Andreoni and colleagues tested this theory by implementing the Salvation Army Red Kettle Campaign, one of the most known fundraising campaigns in the United States.24 Occurring in the weeks leading up to Christmas, volunteers dress up in holiday outfits and ring bells, asking people for donations as they pass by. The campaign is known to raise millions of dollars each year and funds are used to provide food, toys, and clothing for those who can’t afford them during the holidays. As a result, the researchers believed that the campaign would be perceived by participants as a worthy, legitimate cause.
The researchers set up Salvation Army volunteers for the Red Kettle Campaign at a grocery store, where customers experienced one of four conditions.24 The volunteers would either ring the bell, make eye contact with customers and explicitly ask for donations, or they would simply ring the bell to draw attention. Additionally, there were either volunteers at both doors to the store, or there were volunteers at only one door, leaving another empty.
The researchers found that avoidance was higher when there were only volunteers at one door, since customers could then have a “credible” excuse for both themselves and others, if asked why they did not donate: perhaps they just missed the volunteers, and would’ve donated otherwise!

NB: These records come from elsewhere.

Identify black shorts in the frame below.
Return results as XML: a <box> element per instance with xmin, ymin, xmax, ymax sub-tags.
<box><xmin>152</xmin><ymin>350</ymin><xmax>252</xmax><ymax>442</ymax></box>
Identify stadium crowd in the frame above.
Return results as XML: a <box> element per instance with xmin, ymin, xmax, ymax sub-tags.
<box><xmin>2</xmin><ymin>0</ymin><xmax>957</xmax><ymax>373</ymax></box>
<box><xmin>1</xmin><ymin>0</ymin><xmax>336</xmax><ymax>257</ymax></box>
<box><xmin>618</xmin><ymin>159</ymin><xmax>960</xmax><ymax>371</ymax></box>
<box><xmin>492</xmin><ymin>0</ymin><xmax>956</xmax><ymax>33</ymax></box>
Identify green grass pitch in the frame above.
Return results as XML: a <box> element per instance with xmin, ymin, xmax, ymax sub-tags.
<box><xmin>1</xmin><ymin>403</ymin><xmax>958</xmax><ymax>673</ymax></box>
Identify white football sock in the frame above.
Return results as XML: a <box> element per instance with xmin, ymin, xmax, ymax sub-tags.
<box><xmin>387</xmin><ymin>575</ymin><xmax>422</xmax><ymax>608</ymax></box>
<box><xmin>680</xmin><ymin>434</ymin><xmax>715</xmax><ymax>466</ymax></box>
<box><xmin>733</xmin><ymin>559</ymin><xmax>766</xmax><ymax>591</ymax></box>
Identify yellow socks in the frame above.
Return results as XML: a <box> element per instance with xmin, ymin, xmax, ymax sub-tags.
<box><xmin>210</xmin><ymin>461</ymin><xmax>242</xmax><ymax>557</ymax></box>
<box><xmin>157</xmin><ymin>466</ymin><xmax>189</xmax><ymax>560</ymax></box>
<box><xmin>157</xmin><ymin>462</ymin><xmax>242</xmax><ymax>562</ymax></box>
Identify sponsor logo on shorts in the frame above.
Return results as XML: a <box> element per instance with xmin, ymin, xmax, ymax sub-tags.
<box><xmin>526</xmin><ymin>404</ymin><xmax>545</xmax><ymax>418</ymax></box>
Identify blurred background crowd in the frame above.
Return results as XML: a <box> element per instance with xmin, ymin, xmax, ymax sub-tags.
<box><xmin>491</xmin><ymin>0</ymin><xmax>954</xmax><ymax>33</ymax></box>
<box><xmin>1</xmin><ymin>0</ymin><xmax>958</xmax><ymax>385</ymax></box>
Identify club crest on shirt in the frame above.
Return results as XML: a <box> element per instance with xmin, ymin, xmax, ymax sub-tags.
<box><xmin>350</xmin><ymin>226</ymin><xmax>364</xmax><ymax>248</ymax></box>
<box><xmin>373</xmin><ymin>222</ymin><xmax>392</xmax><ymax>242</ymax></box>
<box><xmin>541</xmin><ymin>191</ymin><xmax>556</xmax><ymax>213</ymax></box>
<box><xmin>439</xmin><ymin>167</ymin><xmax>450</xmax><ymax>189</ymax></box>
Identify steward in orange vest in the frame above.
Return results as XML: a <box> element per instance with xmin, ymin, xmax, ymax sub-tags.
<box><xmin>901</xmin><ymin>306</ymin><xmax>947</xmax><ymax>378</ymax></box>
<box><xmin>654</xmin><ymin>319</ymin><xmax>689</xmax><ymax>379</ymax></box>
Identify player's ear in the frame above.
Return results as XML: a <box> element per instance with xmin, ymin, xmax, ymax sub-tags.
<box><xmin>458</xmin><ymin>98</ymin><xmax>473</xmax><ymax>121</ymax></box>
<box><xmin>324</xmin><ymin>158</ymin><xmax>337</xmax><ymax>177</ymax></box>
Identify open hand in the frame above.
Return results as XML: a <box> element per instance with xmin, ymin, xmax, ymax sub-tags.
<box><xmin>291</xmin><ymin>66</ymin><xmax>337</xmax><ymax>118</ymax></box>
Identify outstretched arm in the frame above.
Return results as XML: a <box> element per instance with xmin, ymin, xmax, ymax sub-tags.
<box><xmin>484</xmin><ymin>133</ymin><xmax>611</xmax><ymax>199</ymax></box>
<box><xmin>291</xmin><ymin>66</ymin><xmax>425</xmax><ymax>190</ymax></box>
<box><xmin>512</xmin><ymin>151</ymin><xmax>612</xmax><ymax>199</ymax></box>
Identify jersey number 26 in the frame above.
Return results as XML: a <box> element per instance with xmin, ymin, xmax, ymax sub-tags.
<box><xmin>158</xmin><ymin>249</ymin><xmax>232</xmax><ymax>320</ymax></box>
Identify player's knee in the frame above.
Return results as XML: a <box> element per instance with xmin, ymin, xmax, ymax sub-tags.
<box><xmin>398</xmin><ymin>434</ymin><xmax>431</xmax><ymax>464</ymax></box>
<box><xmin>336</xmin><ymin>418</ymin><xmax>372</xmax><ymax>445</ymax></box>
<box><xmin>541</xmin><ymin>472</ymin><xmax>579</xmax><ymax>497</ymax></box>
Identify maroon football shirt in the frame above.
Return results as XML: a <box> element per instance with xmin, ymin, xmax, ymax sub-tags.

Additionally, donations were much higher when customers were explicitly asked.
The researchers used warm glow to explain these results: although warm glow is commonly associated with the positive benefits of donating, people may also want to avoid the negative outcomes of not donating, such as social stigma.24 To avoid the feelings of guilt that occur when one feels like they should donate but don’t want to, people engage in strategic avoidance behaviors to maintain positive self-concepts. With this explanation in mind, the researchers posited that in real life, empathetic people who aren’t able to donate due to financial reasons would have the greatest incentives to avoid donation requests.